The program will apply to online marketplaces that made AU$10,000 or more between July 1, 2014, and June 30, 2015. The companies must operate within Australia, track the activity of their sellers, and have the last year's trading activity logged.
"The data requested will include information that enables the ATO match online selling accounts to a taxpayer, including name, address, and contact information, as well as information on the number and value of transactions processed for each online selling account. This acquired data will be electronically matched with certain sections of ATO data holdings to identify possible non-compliance with taxation law," the announcement from the commissioner of taxation said.
The government said the sales data of between 15,000 and 25,000 individuals will be attained from companies, which will then be matched electronically with ATO data to reveal any discrepancies between the two data sets in regards to the obligations of registering, lodging, reporting, and paying taxes on sales.
The data-matching program aims to encourage voluntary taxation compliance; improve confidence in the system; identify companies that have failed to comply with their obligations; use the data to create and implement approaches to take in future; profile businesses that sell goods and services online; and ensure compliance and payment of tax.
The ATO will also look into educational strategies to improve compliance.
The Australian government has been signalling a crackdown on tax avoidance, on Wednesday afternoon unveiling its draft exposure legislation that will see GST added to all digital products and services purchased online by Australians.
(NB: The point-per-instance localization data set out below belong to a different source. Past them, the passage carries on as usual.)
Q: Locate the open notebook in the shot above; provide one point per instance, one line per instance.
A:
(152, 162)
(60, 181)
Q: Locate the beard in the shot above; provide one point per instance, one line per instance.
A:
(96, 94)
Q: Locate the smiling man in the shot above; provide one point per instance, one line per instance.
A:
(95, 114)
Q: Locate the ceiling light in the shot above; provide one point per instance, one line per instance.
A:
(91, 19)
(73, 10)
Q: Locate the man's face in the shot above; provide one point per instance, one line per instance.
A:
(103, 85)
The Tax Laws Amendment (GST Treatment of Cross-border Transactions) Bill 2015 [PDF] will apply the 10 percent GST to all intangible goods bought digitally by an Australian consumer from an overseas entity operating within the Australian tax zone, including streaming services, apps, games, music downloads, and ebooks, by mid-2017.
"When the GST was introduced in 2000, such transactions were relatively unusual, especially for consumers. However, cross-border supplies now form a large and growing part of Australian consumption," the explanatory material [PDF] to the draft legislation says.
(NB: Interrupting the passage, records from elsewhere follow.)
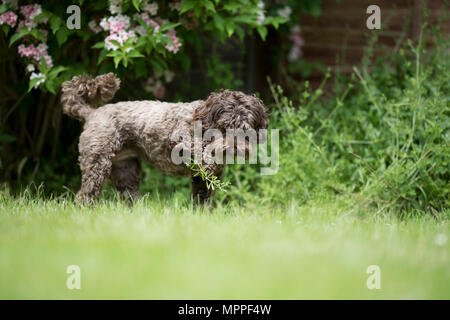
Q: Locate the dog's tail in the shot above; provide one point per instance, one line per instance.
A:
(83, 93)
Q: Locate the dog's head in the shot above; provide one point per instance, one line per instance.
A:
(234, 111)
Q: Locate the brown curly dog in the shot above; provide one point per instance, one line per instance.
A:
(117, 136)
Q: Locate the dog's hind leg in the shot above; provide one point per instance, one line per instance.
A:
(94, 170)
(200, 193)
(126, 176)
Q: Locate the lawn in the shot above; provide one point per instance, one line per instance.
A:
(161, 249)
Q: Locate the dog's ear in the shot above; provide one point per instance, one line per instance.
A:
(208, 111)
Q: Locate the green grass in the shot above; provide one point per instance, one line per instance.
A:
(162, 249)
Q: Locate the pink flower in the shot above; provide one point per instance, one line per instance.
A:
(160, 91)
(120, 37)
(150, 22)
(30, 11)
(9, 18)
(176, 44)
(115, 24)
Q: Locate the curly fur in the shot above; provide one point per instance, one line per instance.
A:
(116, 137)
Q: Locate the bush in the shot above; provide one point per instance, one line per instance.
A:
(383, 138)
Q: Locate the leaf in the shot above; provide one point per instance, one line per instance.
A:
(136, 4)
(140, 69)
(135, 54)
(230, 28)
(61, 36)
(6, 138)
(55, 71)
(116, 43)
(219, 22)
(102, 56)
(262, 32)
(50, 86)
(55, 23)
(3, 8)
(117, 60)
(209, 5)
(17, 36)
(169, 26)
(33, 83)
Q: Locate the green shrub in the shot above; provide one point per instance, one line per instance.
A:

"The growing importance of these types of transactions has highlighted the fact that the GST system was designed with a focus on Australian-based, rather than cross-border supplies ... This harms the integrity of the GST tax base and can disadvantage local suppliers."
The ATO will request companies that sell over AU$75,000 worth of goods and services to customers in Australia, or AU$150,000 for non-profit entities, to register their products for GST collection.
The government has also been working on preventing tax avoidance by multinational corporations doing business in Australia, after documents revealed that AU$31 billion made inside of Australia in one year had been funnelled through Singapore by 10 major companies.
Commissioner of Taxation Chris Jordan revealed on Wednesday that 80 companies are being targeted by the government to be "potentially affected" by the tax-avoidance crackdown.
"We know there are billions of dollars of sales that are booked overseas from activities that directly occur here in Australia," Jordan said on Wednesday.
During a Senate inquiry into tax dodging in April, tech giants Google, Apple, and Microsoft confessed to being audited by the ATO.
On Monday, the Organisation for Economic Cooperation and Development (OECD) announced the final recommendations from its two-year, G20-commissioned base erosion and profit-shifting (BEPS) project.
The OECD's recommendations aim to regain up to $240 billion lost globally in revenue every year thanks to tax avoidance -- around 10 percent of worldwide corporate income tax revenue, according to the organisation.
"The implementation of the OECD's work will limit the ability of multinational companies to exploit loopholes and the differences between jurisdiction's domestic laws that shifts profits to no or low-tax jurisdictions and therefore allows them not to pay tax in the jurisdiction where the economic activity that generates their profit actually occurs," Jordan said.
"The widespread and consistent implementation of these measures by countries around the world will be crucial to their success. With G20 backing there is every reason to believe that they can be successfully implemented and the ATO will continue to support the government in any way it needs to get this global implementation right."